The project goal is to see which breed of rams is the best match for Western Canada’s sheep flocks and produces the best product for the grocery store market.

“We’ve never had a study that looks at retail yield,” Hosford said.

The project was initiated after Sunterra Meats of Innisfail, Alta., introduced a pricing grid in 2004 with a premium price paid for quality. About 20 percent of the lambs brought to the plant received the higher premium, but the largest percentage fell into the average quality, said Miles Kliner, general manager of Sunterra Meats, which is the largest lamb processor in Western Canada.

“They’re not poor but not as good as could be,” Kliner said.

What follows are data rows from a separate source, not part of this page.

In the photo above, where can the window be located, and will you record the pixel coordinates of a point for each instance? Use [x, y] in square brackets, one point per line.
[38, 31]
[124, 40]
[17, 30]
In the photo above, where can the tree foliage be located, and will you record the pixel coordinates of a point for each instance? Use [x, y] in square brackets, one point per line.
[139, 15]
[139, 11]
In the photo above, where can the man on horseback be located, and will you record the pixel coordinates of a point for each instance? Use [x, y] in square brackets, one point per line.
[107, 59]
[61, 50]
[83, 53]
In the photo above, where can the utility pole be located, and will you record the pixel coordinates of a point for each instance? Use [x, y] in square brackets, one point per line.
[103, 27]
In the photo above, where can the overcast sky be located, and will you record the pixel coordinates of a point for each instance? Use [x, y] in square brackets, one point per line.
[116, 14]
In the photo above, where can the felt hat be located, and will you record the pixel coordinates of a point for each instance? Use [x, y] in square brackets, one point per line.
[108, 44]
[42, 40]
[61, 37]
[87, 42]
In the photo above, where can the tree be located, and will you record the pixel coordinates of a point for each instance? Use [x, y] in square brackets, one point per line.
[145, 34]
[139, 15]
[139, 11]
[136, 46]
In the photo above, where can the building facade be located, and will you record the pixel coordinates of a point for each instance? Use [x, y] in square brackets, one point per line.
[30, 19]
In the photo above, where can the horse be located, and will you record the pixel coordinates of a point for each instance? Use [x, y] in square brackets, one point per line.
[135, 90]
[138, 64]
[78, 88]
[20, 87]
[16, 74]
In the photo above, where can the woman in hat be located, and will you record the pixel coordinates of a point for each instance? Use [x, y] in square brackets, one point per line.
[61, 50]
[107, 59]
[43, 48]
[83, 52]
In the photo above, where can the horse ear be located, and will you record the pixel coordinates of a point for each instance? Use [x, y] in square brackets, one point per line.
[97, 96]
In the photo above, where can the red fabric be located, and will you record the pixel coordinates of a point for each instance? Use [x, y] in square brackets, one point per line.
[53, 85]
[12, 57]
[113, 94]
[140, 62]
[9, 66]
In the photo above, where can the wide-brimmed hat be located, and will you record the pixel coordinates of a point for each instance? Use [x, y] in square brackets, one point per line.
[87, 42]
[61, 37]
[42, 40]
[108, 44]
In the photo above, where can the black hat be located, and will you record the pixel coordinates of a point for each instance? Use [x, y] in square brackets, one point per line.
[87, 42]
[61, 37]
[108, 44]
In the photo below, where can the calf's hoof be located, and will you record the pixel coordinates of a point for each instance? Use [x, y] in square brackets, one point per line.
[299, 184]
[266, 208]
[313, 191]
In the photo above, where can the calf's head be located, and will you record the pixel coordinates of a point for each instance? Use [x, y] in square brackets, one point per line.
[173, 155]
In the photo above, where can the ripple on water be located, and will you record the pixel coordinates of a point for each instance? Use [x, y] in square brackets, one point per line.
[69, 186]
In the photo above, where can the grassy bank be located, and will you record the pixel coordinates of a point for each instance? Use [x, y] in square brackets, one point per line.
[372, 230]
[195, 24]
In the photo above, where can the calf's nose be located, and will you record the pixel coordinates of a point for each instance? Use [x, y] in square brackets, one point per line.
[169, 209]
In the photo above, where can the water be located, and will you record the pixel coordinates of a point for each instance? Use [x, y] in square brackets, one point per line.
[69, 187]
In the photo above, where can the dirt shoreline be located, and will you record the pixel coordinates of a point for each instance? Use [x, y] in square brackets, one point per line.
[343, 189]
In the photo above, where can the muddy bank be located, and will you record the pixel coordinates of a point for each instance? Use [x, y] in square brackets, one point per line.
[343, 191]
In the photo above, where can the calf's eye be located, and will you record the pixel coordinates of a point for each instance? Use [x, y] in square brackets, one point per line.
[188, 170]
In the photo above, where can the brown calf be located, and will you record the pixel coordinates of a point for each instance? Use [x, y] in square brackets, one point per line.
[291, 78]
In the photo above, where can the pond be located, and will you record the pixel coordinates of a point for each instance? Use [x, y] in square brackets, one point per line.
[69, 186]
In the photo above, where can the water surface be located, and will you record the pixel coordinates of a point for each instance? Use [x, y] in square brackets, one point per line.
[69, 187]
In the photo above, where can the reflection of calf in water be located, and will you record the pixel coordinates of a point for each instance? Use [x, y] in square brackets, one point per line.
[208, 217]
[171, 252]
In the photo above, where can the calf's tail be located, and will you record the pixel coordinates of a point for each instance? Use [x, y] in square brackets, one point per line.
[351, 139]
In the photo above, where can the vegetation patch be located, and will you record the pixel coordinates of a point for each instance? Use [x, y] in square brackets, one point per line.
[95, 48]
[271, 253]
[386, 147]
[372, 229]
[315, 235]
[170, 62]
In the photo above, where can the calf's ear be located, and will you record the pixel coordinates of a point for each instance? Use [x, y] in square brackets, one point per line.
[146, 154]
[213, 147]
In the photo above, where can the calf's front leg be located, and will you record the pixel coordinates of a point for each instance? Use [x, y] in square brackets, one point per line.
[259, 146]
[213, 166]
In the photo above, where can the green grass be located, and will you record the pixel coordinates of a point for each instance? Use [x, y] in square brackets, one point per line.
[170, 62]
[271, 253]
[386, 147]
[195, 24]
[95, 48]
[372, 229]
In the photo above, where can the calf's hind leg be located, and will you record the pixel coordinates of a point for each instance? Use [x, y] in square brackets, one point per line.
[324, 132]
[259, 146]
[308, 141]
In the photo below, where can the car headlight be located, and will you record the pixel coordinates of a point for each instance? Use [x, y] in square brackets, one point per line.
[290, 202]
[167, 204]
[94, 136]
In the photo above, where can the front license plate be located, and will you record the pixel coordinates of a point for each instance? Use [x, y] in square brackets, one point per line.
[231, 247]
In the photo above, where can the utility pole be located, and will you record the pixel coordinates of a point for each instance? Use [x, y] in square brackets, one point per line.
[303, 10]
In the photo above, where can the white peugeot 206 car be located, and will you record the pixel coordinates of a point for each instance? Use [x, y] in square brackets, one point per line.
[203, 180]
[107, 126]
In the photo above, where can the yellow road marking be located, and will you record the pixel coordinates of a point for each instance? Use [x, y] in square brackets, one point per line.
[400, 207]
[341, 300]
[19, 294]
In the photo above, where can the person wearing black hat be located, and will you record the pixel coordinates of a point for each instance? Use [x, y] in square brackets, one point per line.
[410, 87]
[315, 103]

However, a high-value lamb market first requires high-value lambs.

“We still needed more of a specialized type of lamb,” said Hosford.

Alberta used to have a ram test station at Olds, but it was closed in the mid-1990s. Breeders then banded together to develop a western sire reference program to receive data on their flocks.

Most of the existing data on sheep was limited to the Suffolk breed but the test station at Lakeland will compare Suffolk, Texel, Canadian Arcott, Ile de France and Charollais.

The goal is to test a specific breed of sheep rather than a genetic line. Each of the rams of each breed comes from different genetic lines.

“We don’t want a ram effect, but a breed effect,” Hosford said.

Breeders in other provinces have also been asked to supply rams of the same breed, but with different genetics, for the second year of the project. About 50 rams will be used during the two-year project.

Kliner said if Sunterra wanted a higher quality of lamb, it needed to work with a research project that would help producers identify rams that would allow them to produce a more consistent quality without replacing the entire flock.

“We work on projects all the time. Very rarely do you get involved in a project that has real potential to benefit the industry,” Kliner said.

“We now have to provide information to producers on how to achieve those higher quality lambs.”

The lambs will be slaughtered at Sunterra and the retail yield of each animal will be assessed.

This fall 60 lambs from Agriculture Canada’s research centre in Lethbridge were sent to Sunterra to help develop the model that will be used to measure retail meat yield. About 600 lambs will be evaluated over the two years of the project.

“If we want to improve conformation in lambs, this is critical information,” Hosford said.